促進試験機を用いることで、わずかな時間で長期間放置したのと同等の劣化を実現できるようになります。その結果から、素材や製品などの試料の耐久年数を割り出せるだけでなく、保管時の注意点も明らかにすることが可能です。
促進試験機に求められる条件
促進試験機は、短時間で試料を劣化させるための機器です。試料となる素材や製品が劣化したときの状況を正確に割り出すためには、次の3つの条件を満たしていることが求められます。
促進性
促進性とは短時間で劣化した状態にすることです。たとえば試料の10年後、20年後を再現する場合、促進試験機で数年かかるのでは実用性は低いと考えられます。早期に素材や製品の品質管理にかかわる情報を割り出し、市場に供給するためにも、促進試験機には実際の時間経過よりも数十倍、数百倍のスピードで時間経過できる能力が求められます。
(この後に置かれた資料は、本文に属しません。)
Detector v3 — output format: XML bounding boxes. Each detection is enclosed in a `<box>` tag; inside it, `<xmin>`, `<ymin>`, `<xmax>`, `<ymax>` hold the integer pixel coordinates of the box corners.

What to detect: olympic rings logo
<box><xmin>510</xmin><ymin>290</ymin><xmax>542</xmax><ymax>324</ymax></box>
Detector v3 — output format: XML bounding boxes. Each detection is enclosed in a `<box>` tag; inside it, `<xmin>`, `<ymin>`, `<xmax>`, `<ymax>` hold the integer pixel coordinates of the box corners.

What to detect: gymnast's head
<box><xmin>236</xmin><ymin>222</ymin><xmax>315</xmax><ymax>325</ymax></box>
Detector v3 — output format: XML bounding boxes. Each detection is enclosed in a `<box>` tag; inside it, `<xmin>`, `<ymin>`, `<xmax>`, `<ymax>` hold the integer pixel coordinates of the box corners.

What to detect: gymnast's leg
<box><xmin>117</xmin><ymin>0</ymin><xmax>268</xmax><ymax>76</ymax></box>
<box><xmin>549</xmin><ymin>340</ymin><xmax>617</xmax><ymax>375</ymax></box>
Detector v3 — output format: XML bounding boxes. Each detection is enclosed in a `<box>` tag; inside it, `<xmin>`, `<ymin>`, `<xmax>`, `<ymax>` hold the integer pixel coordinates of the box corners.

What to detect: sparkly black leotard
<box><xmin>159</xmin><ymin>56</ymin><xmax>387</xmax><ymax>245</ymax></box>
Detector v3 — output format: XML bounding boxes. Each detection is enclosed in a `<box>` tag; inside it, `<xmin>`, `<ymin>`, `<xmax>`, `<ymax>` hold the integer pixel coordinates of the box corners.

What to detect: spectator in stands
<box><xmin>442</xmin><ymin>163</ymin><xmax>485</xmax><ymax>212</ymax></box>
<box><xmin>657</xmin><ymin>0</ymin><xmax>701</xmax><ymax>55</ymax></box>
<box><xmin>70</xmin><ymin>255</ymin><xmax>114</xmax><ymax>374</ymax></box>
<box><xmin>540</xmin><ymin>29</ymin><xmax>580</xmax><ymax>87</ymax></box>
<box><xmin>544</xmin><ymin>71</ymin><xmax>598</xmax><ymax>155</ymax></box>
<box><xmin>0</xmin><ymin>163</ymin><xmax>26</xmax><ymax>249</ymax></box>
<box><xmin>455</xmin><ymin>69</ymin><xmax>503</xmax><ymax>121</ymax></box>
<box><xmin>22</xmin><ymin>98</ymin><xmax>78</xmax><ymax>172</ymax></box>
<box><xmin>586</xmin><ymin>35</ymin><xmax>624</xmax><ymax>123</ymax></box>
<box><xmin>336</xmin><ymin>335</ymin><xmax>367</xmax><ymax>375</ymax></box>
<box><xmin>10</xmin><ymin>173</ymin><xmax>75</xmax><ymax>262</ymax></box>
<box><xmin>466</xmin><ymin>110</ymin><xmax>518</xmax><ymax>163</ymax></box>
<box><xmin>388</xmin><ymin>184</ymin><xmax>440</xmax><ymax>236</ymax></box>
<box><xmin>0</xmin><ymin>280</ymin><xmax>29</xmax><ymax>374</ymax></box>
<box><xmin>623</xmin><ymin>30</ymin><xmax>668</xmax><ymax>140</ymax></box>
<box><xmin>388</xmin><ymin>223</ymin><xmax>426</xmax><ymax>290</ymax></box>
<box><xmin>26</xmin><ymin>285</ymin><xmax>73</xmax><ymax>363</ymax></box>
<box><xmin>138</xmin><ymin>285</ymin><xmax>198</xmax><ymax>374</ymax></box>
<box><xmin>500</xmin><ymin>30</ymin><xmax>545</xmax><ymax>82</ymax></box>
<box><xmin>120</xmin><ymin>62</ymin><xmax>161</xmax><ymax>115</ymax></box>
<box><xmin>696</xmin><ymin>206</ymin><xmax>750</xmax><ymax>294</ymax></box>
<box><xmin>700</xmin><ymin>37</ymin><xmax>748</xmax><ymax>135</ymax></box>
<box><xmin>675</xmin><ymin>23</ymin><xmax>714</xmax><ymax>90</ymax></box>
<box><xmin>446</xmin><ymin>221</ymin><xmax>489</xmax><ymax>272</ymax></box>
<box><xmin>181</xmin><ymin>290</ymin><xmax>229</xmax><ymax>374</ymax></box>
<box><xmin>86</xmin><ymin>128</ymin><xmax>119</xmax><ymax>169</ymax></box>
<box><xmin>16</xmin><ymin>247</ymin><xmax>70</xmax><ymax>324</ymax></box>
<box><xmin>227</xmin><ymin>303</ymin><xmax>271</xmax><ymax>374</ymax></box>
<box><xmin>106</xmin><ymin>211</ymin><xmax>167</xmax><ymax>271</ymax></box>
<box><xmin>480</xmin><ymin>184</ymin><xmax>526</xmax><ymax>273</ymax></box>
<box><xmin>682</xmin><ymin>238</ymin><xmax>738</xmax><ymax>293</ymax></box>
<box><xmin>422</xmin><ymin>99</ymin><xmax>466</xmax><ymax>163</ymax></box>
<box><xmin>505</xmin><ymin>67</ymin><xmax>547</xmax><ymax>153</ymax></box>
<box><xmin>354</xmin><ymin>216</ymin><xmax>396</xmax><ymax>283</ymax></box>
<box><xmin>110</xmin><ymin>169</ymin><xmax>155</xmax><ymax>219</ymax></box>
たとえば、温度に関する試験では「温度が10℃上昇すると劣化の速度が2倍になる」というアレニウスのモデルを用いて劣化試験をおこなうことが少なくありません。アレニウスのモデルでは、通常20℃で保管する製品を30℃の環境で保管すると、10年後の劣化状況をわずか5年間で実現できます。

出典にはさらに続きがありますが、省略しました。